Hi all!
New in Django, and confused, help is appreciated! I've created a table, , thanks to a stackoverflow users, like:
Organization | Total amount of appeals | Amount of written form appeals | Amount of oral form appeals |
---|---|---|---|
Organization 1 | 3 | 1 | 2 |
Organization 2 | 2 | 1 | 1 |
Have three models:
class Organization(models.Model):
organization_name = models.CharField(max_length=50)
class AppealForm(models.Model):
form_name = models.CharField(max_length=50)
class Appeal(models.Model):
organization = models.ForeignKey(Organization, on_delete=models.CASCADE)
appeal_form = models.ForeignKey(AppealForm, on_delete=models.CASCADE)
applicant_name = models.CharField(max_length=150)
appeal_date = models.DateField()
Objects of Organization model:
organization_name |
---|
Organization 1 |
Organization 2 |
Objects of AppealForm model:
form_name |
---|
In written form |
In oral form |
Objects of Appeal model:
organization | appeal_form | applicant_name |
---|---|---|
Organization 1 | In written form | First and Last name |
Organization 1 | In oral form | First and Last name |
Organization 1 | In oral form | First and Last name |
Organization 2 | In written form | First and Last name |
Organization 2 | In oral form | First and Last name |
In the function of views.py file, I've created a query to render, like:
from django.db.models import Count, Q
organizations = Organization.objects.annotate(
).annotate(
total=Count('appeal'),
total_written=Count('appeal', filter=Q(appeal__appeal_form__form_name='in written form')),
total_oral=Count('appeal', filter=Q('appeal__appeal_form__form_name='in oral form'))
)
And now I want to filter table contents by AppealForm model and date of appeals (appeal_date field of Appeal model). Case: User opens a table and from search bar above the table chooses which appeal form and/or the range of dates to see.
Question: How to filter the query which is above in views.py using django-filter package?
The most general way to define a complicated filter is to use the method argument. I can't say I completely understand your problem, but you can apply any filter for which you can dream up a queryset in this way. In outline:
import django-filters as DF
class SomeFilters( DF.FilterSet):
name = DF.xxxFilter( method='my_method', field_name='object_field', label='whatever', ...)
...
def my_method( self, qs, name, value):
# in here you create a new more restrictive queryset based on qs
# to implement your filter, and return it.
# name is the field name.

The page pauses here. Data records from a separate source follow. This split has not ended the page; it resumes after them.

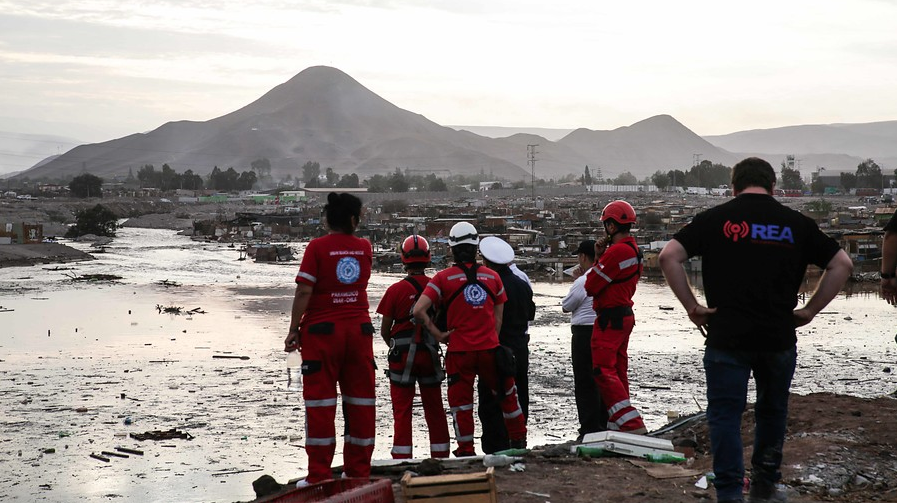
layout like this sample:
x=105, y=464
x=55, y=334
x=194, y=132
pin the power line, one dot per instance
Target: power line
x=531, y=155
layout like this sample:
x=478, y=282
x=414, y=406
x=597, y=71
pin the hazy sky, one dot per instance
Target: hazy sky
x=100, y=69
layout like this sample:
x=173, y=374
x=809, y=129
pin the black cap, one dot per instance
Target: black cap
x=587, y=247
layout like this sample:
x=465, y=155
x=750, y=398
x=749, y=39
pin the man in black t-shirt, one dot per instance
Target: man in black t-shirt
x=755, y=252
x=518, y=311
x=889, y=262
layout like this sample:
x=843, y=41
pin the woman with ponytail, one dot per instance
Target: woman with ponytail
x=331, y=326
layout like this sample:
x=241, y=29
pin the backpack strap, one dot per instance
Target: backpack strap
x=471, y=273
x=638, y=269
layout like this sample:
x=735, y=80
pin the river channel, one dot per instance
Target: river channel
x=84, y=364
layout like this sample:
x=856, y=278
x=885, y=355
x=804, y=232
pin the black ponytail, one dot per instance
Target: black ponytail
x=340, y=209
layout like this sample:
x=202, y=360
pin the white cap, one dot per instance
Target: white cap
x=496, y=250
x=463, y=233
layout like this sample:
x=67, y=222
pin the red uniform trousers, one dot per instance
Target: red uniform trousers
x=423, y=372
x=462, y=367
x=338, y=352
x=610, y=363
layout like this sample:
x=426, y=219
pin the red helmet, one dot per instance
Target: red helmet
x=415, y=250
x=619, y=211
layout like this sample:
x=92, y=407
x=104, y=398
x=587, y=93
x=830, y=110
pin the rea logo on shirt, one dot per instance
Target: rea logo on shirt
x=475, y=295
x=348, y=270
x=759, y=232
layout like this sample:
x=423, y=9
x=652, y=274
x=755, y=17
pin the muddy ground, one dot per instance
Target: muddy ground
x=70, y=395
x=838, y=448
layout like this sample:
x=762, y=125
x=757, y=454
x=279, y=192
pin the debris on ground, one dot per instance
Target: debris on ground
x=94, y=277
x=178, y=310
x=162, y=435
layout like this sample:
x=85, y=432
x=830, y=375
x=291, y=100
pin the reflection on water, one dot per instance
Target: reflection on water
x=68, y=345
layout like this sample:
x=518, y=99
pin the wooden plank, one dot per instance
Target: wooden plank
x=447, y=479
x=432, y=491
x=458, y=488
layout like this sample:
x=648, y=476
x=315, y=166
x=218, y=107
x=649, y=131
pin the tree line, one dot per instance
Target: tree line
x=705, y=174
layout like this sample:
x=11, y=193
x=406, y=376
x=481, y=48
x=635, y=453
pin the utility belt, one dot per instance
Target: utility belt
x=613, y=316
x=404, y=346
x=327, y=327
x=505, y=365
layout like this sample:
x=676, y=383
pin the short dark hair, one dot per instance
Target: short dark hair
x=465, y=252
x=587, y=248
x=340, y=209
x=620, y=227
x=753, y=172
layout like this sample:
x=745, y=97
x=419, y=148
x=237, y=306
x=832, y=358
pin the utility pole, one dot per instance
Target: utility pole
x=531, y=156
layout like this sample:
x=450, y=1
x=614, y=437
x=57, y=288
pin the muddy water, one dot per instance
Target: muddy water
x=70, y=350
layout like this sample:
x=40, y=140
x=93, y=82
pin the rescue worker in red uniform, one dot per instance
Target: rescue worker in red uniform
x=414, y=356
x=472, y=297
x=331, y=327
x=611, y=281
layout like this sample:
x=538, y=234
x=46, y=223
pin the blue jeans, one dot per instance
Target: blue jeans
x=727, y=383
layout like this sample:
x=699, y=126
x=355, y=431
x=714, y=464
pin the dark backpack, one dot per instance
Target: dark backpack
x=408, y=341
x=441, y=319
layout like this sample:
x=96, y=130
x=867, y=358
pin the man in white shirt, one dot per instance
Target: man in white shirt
x=591, y=409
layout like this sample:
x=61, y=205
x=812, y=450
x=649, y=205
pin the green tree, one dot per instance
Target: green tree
x=377, y=183
x=98, y=220
x=310, y=171
x=677, y=178
x=819, y=207
x=848, y=181
x=868, y=174
x=332, y=178
x=437, y=185
x=169, y=178
x=817, y=186
x=660, y=180
x=626, y=178
x=191, y=181
x=348, y=181
x=262, y=168
x=246, y=180
x=397, y=182
x=86, y=185
x=148, y=176
x=790, y=179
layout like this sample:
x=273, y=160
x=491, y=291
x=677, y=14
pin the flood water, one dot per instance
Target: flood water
x=83, y=364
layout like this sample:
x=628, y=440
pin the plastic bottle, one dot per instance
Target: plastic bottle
x=500, y=460
x=665, y=458
x=593, y=452
x=513, y=452
x=294, y=371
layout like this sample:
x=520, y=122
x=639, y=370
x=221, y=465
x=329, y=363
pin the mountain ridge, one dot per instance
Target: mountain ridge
x=324, y=115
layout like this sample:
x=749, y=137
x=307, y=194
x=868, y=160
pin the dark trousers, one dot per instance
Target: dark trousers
x=591, y=409
x=495, y=435
x=727, y=375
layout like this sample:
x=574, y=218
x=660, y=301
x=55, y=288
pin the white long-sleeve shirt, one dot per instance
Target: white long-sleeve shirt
x=578, y=303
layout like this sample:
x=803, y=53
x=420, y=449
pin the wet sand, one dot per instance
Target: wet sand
x=69, y=352
x=16, y=255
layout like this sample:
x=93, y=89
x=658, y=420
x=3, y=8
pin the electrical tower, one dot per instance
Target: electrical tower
x=531, y=156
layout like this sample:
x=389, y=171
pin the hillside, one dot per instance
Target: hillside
x=656, y=143
x=326, y=116
x=320, y=115
x=837, y=147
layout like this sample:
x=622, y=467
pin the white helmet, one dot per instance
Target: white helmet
x=463, y=233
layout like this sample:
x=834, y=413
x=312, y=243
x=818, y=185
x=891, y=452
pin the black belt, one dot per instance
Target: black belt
x=613, y=316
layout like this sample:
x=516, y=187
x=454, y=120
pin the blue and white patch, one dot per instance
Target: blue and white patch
x=475, y=295
x=348, y=270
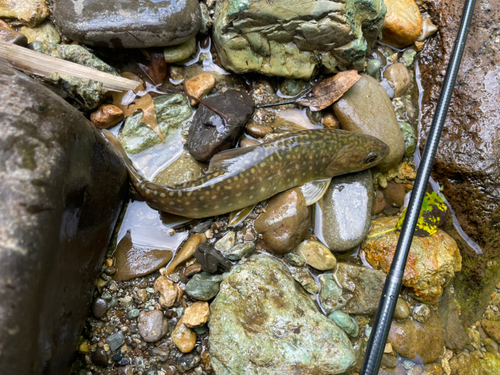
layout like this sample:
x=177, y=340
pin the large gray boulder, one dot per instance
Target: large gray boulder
x=293, y=38
x=263, y=322
x=61, y=191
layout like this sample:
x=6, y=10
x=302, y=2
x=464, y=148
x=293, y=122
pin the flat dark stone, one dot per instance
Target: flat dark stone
x=61, y=193
x=128, y=23
x=210, y=133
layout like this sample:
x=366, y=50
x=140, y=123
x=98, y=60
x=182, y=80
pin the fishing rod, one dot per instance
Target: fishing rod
x=393, y=282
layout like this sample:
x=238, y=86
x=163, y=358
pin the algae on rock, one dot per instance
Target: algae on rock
x=293, y=38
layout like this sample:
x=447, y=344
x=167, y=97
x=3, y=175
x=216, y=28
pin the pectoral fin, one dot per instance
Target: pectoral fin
x=314, y=190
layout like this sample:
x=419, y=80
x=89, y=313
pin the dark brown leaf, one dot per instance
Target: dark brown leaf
x=330, y=90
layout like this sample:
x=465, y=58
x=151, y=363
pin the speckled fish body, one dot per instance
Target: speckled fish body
x=241, y=177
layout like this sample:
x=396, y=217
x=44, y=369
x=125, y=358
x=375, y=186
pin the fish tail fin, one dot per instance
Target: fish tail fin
x=134, y=175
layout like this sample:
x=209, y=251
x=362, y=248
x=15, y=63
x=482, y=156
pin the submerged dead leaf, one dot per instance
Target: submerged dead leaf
x=330, y=90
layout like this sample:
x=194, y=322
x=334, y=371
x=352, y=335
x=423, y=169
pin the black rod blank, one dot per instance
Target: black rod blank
x=392, y=287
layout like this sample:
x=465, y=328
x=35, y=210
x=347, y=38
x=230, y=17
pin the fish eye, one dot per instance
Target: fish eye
x=371, y=157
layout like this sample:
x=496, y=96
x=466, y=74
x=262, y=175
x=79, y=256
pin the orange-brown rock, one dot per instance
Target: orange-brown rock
x=403, y=23
x=106, y=116
x=431, y=264
x=199, y=86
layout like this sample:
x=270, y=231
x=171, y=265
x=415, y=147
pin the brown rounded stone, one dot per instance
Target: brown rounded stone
x=285, y=223
x=106, y=116
x=199, y=86
x=403, y=23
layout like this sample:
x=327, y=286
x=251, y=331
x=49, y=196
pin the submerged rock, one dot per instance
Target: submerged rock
x=62, y=190
x=254, y=326
x=294, y=38
x=367, y=109
x=210, y=133
x=431, y=264
x=468, y=156
x=344, y=214
x=171, y=111
x=285, y=223
x=129, y=23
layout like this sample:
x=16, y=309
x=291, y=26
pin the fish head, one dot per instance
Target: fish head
x=362, y=153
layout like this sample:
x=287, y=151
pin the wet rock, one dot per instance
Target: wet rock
x=304, y=278
x=183, y=337
x=99, y=357
x=410, y=138
x=152, y=325
x=241, y=250
x=199, y=86
x=204, y=286
x=196, y=315
x=361, y=288
x=285, y=223
x=471, y=126
x=134, y=261
x=455, y=335
x=44, y=32
x=89, y=93
x=402, y=311
x=299, y=37
x=258, y=310
x=209, y=133
x=418, y=342
x=211, y=260
x=102, y=23
x=226, y=242
x=330, y=295
x=432, y=262
x=345, y=322
x=316, y=255
x=394, y=194
x=403, y=23
x=421, y=313
x=29, y=12
x=398, y=77
x=99, y=307
x=115, y=340
x=171, y=112
x=184, y=169
x=106, y=116
x=366, y=108
x=492, y=329
x=12, y=36
x=344, y=213
x=62, y=190
x=168, y=291
x=180, y=52
x=186, y=252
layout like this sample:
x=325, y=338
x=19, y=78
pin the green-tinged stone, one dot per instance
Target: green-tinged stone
x=89, y=93
x=171, y=111
x=409, y=56
x=204, y=286
x=241, y=250
x=44, y=32
x=263, y=322
x=409, y=137
x=293, y=38
x=345, y=322
x=180, y=52
x=185, y=168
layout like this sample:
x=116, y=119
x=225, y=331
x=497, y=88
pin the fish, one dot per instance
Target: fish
x=241, y=177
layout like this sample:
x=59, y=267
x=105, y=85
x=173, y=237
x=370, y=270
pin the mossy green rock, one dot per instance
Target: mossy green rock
x=171, y=111
x=293, y=38
x=87, y=92
x=255, y=320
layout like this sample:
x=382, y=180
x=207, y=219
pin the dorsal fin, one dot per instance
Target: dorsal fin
x=222, y=161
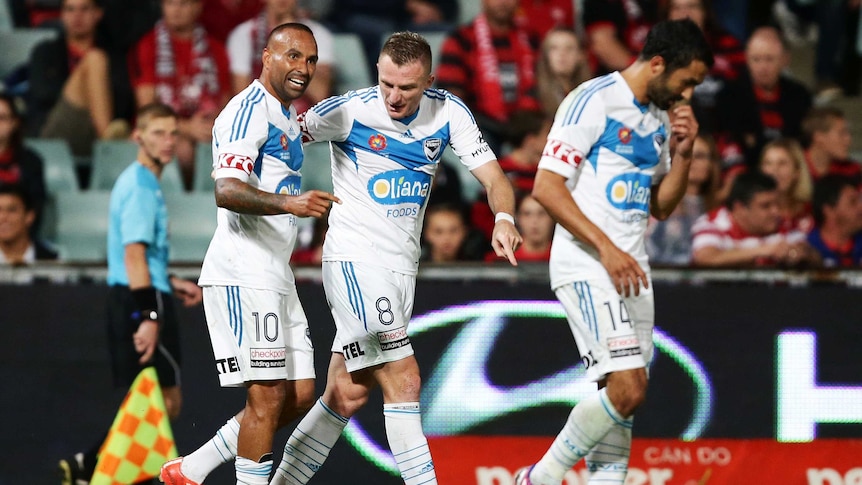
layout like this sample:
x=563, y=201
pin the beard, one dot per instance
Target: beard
x=659, y=94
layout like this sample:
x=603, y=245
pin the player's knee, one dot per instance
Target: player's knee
x=266, y=399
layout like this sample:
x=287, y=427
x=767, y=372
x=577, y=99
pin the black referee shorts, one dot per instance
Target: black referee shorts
x=121, y=327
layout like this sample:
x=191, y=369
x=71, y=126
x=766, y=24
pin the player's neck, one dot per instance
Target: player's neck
x=637, y=76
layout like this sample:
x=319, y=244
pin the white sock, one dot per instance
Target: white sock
x=221, y=448
x=408, y=444
x=309, y=445
x=250, y=472
x=608, y=461
x=589, y=422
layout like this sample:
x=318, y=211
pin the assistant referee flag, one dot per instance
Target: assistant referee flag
x=140, y=440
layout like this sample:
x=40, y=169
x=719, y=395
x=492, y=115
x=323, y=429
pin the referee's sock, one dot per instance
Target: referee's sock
x=309, y=445
x=408, y=443
x=221, y=448
x=589, y=422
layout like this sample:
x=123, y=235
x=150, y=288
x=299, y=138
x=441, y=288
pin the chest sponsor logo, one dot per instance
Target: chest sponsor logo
x=377, y=142
x=290, y=185
x=400, y=187
x=630, y=191
x=432, y=148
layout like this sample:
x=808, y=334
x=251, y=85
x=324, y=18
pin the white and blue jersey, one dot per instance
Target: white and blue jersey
x=382, y=170
x=612, y=150
x=137, y=214
x=255, y=140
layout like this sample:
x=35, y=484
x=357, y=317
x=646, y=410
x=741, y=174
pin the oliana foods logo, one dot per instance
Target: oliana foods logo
x=462, y=370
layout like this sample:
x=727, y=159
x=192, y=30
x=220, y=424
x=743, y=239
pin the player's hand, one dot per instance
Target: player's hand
x=505, y=240
x=624, y=270
x=187, y=292
x=683, y=129
x=146, y=339
x=313, y=203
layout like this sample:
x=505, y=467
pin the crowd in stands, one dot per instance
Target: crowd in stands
x=772, y=183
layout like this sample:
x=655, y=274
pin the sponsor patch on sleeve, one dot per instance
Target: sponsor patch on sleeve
x=564, y=152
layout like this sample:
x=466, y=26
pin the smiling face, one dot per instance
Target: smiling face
x=402, y=86
x=289, y=63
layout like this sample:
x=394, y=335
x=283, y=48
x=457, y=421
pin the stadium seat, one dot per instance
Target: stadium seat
x=202, y=180
x=17, y=44
x=316, y=167
x=111, y=157
x=60, y=175
x=351, y=71
x=82, y=225
x=192, y=222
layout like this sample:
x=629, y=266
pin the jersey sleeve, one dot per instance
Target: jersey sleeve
x=328, y=120
x=464, y=136
x=239, y=49
x=239, y=136
x=579, y=123
x=139, y=215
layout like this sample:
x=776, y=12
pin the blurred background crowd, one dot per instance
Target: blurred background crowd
x=774, y=182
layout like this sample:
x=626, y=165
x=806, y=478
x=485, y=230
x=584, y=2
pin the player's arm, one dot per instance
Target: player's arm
x=671, y=189
x=237, y=196
x=505, y=238
x=551, y=191
x=146, y=338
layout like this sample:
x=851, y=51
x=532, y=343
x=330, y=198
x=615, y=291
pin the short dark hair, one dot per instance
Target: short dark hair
x=406, y=47
x=288, y=26
x=17, y=190
x=827, y=191
x=153, y=111
x=747, y=185
x=679, y=43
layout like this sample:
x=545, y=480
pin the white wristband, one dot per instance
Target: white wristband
x=502, y=216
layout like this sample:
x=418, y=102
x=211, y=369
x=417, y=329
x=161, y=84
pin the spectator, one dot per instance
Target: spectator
x=18, y=164
x=747, y=232
x=837, y=234
x=247, y=41
x=562, y=66
x=70, y=83
x=828, y=144
x=542, y=16
x=220, y=17
x=528, y=132
x=616, y=31
x=179, y=64
x=489, y=63
x=762, y=104
x=536, y=227
x=727, y=51
x=784, y=161
x=448, y=238
x=17, y=216
x=668, y=242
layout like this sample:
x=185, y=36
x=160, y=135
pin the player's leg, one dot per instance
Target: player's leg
x=402, y=417
x=607, y=338
x=315, y=435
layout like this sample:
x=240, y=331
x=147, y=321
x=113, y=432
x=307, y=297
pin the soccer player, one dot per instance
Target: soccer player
x=619, y=150
x=386, y=145
x=258, y=328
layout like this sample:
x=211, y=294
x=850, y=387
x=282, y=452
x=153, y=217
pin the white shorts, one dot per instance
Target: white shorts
x=371, y=307
x=613, y=333
x=257, y=335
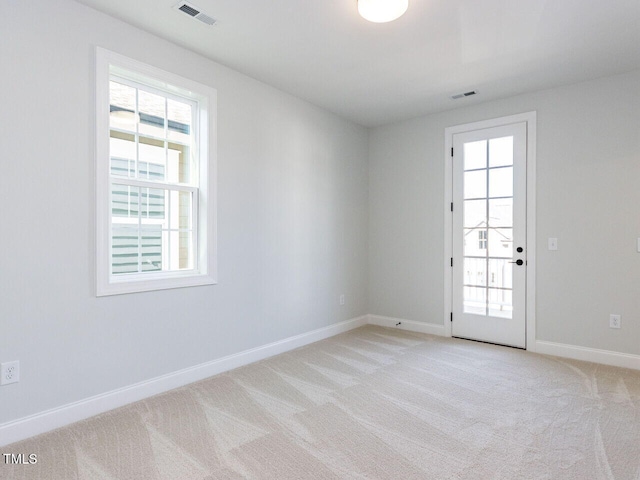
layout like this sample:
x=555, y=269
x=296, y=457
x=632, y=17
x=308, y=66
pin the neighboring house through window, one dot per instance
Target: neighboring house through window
x=155, y=160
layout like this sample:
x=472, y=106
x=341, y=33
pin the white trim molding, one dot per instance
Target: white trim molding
x=58, y=417
x=605, y=357
x=408, y=325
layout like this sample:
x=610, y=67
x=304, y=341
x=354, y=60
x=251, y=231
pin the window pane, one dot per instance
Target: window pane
x=178, y=163
x=152, y=159
x=500, y=303
x=122, y=99
x=152, y=114
x=151, y=248
x=501, y=151
x=501, y=182
x=500, y=273
x=475, y=271
x=475, y=300
x=124, y=249
x=475, y=184
x=179, y=116
x=122, y=148
x=475, y=155
x=181, y=210
x=501, y=242
x=153, y=205
x=501, y=212
x=125, y=202
x=185, y=242
x=475, y=213
x=475, y=242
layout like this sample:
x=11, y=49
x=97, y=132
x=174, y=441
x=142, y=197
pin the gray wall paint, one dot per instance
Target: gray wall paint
x=310, y=206
x=292, y=218
x=588, y=196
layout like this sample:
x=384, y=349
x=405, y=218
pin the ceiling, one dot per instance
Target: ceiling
x=324, y=52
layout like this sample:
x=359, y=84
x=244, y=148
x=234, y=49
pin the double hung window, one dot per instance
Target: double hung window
x=155, y=218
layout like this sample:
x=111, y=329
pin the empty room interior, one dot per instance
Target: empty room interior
x=360, y=239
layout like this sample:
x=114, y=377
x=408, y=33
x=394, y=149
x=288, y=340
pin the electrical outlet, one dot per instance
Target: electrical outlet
x=9, y=372
x=614, y=321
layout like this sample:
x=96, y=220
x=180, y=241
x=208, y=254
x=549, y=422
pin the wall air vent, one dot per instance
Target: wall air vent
x=194, y=12
x=462, y=95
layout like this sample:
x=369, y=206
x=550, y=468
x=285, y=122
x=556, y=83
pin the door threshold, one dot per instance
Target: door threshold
x=489, y=343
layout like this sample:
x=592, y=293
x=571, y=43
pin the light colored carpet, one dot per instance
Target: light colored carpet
x=372, y=403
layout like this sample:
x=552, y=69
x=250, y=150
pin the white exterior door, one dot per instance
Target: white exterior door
x=489, y=235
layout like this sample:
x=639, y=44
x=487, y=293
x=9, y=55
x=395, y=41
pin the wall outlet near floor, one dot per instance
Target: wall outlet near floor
x=9, y=372
x=614, y=321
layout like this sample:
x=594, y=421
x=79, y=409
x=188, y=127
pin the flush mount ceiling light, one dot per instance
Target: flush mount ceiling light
x=381, y=11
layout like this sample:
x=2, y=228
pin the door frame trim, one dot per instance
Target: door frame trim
x=530, y=119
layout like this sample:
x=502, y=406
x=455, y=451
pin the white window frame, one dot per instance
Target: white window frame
x=204, y=272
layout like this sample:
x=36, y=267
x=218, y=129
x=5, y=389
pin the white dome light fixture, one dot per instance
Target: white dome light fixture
x=381, y=11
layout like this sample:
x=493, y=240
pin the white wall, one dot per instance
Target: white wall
x=588, y=196
x=292, y=218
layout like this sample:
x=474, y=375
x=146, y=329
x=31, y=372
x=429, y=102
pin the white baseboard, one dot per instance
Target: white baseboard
x=574, y=352
x=409, y=325
x=58, y=417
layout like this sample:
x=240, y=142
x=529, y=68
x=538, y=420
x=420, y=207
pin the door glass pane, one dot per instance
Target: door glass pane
x=501, y=151
x=501, y=242
x=475, y=300
x=500, y=303
x=501, y=212
x=500, y=273
x=476, y=241
x=475, y=184
x=475, y=271
x=475, y=155
x=501, y=182
x=475, y=213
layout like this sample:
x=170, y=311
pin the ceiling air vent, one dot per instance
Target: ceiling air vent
x=462, y=95
x=194, y=12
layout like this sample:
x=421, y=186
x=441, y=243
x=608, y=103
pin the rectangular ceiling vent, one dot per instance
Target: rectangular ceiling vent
x=194, y=12
x=462, y=95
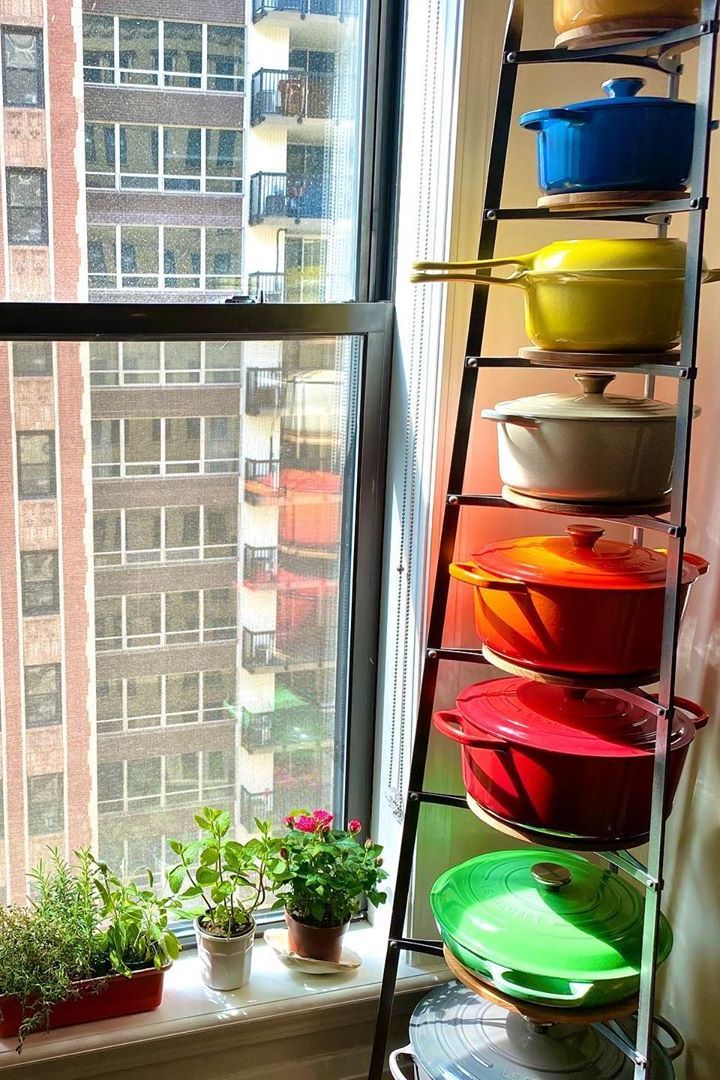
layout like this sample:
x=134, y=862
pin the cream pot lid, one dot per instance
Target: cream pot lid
x=591, y=403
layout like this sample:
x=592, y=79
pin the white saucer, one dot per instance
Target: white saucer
x=277, y=942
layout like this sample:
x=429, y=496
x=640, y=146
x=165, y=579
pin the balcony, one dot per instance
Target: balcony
x=289, y=94
x=287, y=728
x=260, y=567
x=301, y=9
x=262, y=390
x=276, y=198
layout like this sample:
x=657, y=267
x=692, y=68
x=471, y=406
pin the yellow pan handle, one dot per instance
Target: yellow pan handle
x=472, y=575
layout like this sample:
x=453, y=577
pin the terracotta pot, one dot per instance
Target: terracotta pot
x=99, y=999
x=315, y=943
x=573, y=605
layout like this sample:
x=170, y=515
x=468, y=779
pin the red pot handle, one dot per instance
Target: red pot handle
x=448, y=721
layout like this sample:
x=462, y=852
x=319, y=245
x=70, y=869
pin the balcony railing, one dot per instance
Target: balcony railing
x=260, y=566
x=302, y=726
x=295, y=94
x=280, y=196
x=262, y=390
x=342, y=9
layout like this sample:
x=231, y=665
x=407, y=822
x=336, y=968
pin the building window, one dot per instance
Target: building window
x=194, y=55
x=27, y=205
x=32, y=358
x=45, y=804
x=40, y=582
x=36, y=464
x=23, y=77
x=43, y=698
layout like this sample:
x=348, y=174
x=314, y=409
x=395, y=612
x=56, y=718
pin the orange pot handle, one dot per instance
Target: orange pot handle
x=472, y=575
x=448, y=721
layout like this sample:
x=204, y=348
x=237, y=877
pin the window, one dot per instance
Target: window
x=23, y=77
x=45, y=804
x=36, y=464
x=40, y=582
x=27, y=205
x=43, y=699
x=32, y=358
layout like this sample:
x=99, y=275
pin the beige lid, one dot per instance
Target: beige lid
x=592, y=404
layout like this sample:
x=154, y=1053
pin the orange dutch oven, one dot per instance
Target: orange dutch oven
x=573, y=605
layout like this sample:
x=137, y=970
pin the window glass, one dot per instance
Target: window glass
x=27, y=205
x=43, y=701
x=36, y=464
x=32, y=358
x=22, y=67
x=226, y=57
x=138, y=51
x=45, y=810
x=40, y=582
x=138, y=156
x=184, y=54
x=98, y=48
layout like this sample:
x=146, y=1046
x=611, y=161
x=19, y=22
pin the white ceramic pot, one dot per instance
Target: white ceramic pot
x=592, y=447
x=225, y=962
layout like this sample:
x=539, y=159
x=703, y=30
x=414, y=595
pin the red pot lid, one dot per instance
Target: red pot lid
x=581, y=559
x=593, y=723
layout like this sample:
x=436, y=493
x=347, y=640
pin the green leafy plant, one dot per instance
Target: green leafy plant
x=82, y=922
x=323, y=873
x=229, y=878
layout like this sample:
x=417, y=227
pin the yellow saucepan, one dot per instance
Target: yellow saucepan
x=591, y=295
x=573, y=14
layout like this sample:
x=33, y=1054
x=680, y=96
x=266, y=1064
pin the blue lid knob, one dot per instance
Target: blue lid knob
x=623, y=88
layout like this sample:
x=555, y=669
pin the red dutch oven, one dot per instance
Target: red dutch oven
x=575, y=604
x=574, y=764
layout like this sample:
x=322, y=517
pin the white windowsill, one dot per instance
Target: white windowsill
x=189, y=1008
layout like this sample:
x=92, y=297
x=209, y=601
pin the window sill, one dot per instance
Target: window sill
x=192, y=1015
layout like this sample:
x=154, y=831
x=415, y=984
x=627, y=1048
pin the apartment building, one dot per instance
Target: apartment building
x=172, y=521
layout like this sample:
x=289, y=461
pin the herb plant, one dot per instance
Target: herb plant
x=324, y=873
x=229, y=878
x=82, y=922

Note, you don't have to use or follow it
# value is the value that the user typed
qs = qs.filter( ...) # or .exclude, or complicated stuff
return qs
Here's a fairly simple method that I wrote to create an annotation with the value of a field stripped of spaces, and then to do a text-contains filter on that.
def filter_array_desc( self, qs, name, value):
value = value.replace(' ','')
qs = qs.annotate(
arr_d_nospaces = Replace( 'array_desc', Value(' '), Value('')) # delete all spaces
).filter(
arr_d_nospaces__icontains = value )
return qs
Here's a general one that can be applied to any field through a ChoiceFilter
to filter whether the field is blank or not:
YESNO = (('Y','Yes'), ('N','No'))
marr_b = FD.ChoiceFilter( field_name='marr', label='M_array is blank', method='filter_blank_yesno',
choices=YESNO, empty_label="Don't Care" )
...
def filter_blank_yesno( self, qs, name, value):
if value=="Y":
return qs.filter(**{ name:'' })
elif value=="N":
return qs.exclude( **{ name:'' })
raise ValueError(f'filter_blank_yesno received value="{value}" which is neither "Y" nor "N"')
Hope this helps. You will basically be filtering by following relationships between your models, using double-underscores to move between models, and possibly annotating and filtering on the anotation, or doing things with Q objects and suchlike.